Part of the financial reform bill, the new rule kicks in on Thursday and says that any borrower who is denied credit or offered a higher-than-usual interest rate is entitled to see his credit score without even having to ask. The rule is supposed to wipe out much of the secrecy surrounding the lending process and give consumers the information they need to get a better deal in the future. And for the most part, this is the first time ever that consumers will have such access, says John Ulzheimer, president of consumer education at SmartCredit.com, a credit-monitoring site. Right now, consumers can't see their credit score for free except when they apply for a mortgage.
But critics say the rule has enough loopholes that the required information may leave consumers more confused than they are now. "We're concerned," says Chi Chi Wu, a staff attorney focused on consumer credit issues at the National Consumer Law Center. "What we would have liked to see is clear rules."
At its most basic, the information consumers receive could be confusing. Lenders are required to send applicants their scores if they are offered a rate that's higher than what the lender offers many of its customers, Ulzheimer says, but there's no way for consumers to know what the typical rate is. If a lender offers a high rate to everyone, an applicant isn't entitled to see his score.

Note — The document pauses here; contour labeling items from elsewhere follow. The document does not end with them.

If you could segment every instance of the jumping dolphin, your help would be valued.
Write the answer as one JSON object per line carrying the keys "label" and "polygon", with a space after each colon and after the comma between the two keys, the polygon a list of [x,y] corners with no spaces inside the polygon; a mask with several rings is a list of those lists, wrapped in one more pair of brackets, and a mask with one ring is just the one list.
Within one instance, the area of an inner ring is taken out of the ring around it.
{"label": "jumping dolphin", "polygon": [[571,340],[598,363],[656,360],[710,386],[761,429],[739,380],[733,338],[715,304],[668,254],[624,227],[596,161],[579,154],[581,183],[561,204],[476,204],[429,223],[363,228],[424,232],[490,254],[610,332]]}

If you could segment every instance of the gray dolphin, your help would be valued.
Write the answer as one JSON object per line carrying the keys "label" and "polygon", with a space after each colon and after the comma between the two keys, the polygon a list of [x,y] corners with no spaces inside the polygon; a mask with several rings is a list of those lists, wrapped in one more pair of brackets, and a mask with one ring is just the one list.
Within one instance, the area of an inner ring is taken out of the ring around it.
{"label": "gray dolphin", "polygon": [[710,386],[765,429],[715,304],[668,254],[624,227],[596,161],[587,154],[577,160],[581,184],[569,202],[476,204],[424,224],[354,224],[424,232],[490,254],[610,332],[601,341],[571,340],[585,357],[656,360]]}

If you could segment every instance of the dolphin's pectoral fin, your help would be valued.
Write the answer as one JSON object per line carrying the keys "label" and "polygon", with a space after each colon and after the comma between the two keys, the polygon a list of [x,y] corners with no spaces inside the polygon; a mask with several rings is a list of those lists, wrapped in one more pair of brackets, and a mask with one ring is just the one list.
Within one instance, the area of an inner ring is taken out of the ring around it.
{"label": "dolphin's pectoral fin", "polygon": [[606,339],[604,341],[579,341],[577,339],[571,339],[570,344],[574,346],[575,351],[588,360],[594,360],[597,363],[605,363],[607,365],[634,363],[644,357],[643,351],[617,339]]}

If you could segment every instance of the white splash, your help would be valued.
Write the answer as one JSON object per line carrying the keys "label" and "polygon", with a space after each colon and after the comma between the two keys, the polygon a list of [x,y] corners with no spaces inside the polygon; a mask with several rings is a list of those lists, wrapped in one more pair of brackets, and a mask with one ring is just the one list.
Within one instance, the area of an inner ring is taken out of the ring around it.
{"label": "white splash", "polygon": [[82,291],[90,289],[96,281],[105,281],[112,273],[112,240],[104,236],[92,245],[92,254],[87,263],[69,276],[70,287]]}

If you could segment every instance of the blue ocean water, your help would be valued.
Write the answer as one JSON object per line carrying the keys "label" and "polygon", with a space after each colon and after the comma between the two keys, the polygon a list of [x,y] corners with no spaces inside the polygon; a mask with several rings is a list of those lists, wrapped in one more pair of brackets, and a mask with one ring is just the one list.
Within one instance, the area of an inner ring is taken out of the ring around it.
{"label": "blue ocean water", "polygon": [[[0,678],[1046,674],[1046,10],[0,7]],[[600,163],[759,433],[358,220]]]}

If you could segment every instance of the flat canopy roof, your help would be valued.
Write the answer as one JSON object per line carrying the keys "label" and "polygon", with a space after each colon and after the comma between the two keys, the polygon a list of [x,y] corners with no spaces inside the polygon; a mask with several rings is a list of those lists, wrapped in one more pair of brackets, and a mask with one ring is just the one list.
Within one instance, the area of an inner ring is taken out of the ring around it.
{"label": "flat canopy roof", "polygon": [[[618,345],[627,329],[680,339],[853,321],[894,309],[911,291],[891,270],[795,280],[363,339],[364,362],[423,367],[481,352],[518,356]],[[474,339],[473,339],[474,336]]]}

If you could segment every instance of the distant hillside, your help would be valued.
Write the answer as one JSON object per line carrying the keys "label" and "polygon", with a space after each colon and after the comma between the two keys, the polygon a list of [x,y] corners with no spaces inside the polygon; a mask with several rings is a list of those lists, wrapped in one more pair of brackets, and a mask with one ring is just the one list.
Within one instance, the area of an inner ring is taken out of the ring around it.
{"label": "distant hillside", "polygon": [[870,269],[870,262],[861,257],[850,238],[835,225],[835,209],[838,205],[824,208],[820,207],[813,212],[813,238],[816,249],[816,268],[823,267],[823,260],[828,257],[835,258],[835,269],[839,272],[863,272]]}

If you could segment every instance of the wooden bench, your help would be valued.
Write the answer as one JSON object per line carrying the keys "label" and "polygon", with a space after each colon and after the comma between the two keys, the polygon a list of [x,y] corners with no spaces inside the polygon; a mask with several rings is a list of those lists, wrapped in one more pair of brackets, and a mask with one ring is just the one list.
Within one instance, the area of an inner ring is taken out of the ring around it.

And then there are several situations in which the rule gets bent. If a bank uses only its own scoring system with its own data to evaluate a borrower, it doesn't have to send that score to the consumer. If a bank uses its own scoring system in conjunction with a traditional credit score, the bank only needs to disclose the latter. The problem, experts say, is that if a bank is using a proprietary scoring system, a traditional credit score may not give consumers enough information about why they weren't given the best possible offer.
There are other industries that use credit scores to evaluate applicants but will mostly fall outside of the new rules. Car and home insurance companies routinely use an "insurance score," which takes into account an applicant's credit score and his insurance history those scores are exempt from the new rule. Utility companies also use their own scoring system, part of which includes a standard credit score, and they are likely to be exempt. But landlords may not be, if they use a consumer's credit score as a reason to deny them an apartment or to request a larger security deposit, says Ulzheimer.
For their part, the banks say that sharing their proprietary scores would be more confusing than helpful. Because banks' scoring systems are different, comparing among institutions is nearly impossible, says Nessa Feddis, senior counsel at the American Bankers Association. And the insurance industry says the credit score is only a small fraction of their evaluation process and that insurance scores are far more complicated than an applicant's credit history.
Despite the complications, consumer advocates do say having at least some idea of your credit score is better than none. "This is a learning opportunity," says Linda Sherry, director of national priorities at Consumer Action. "It will give people a practical example of how credit matters when they need to borrow money."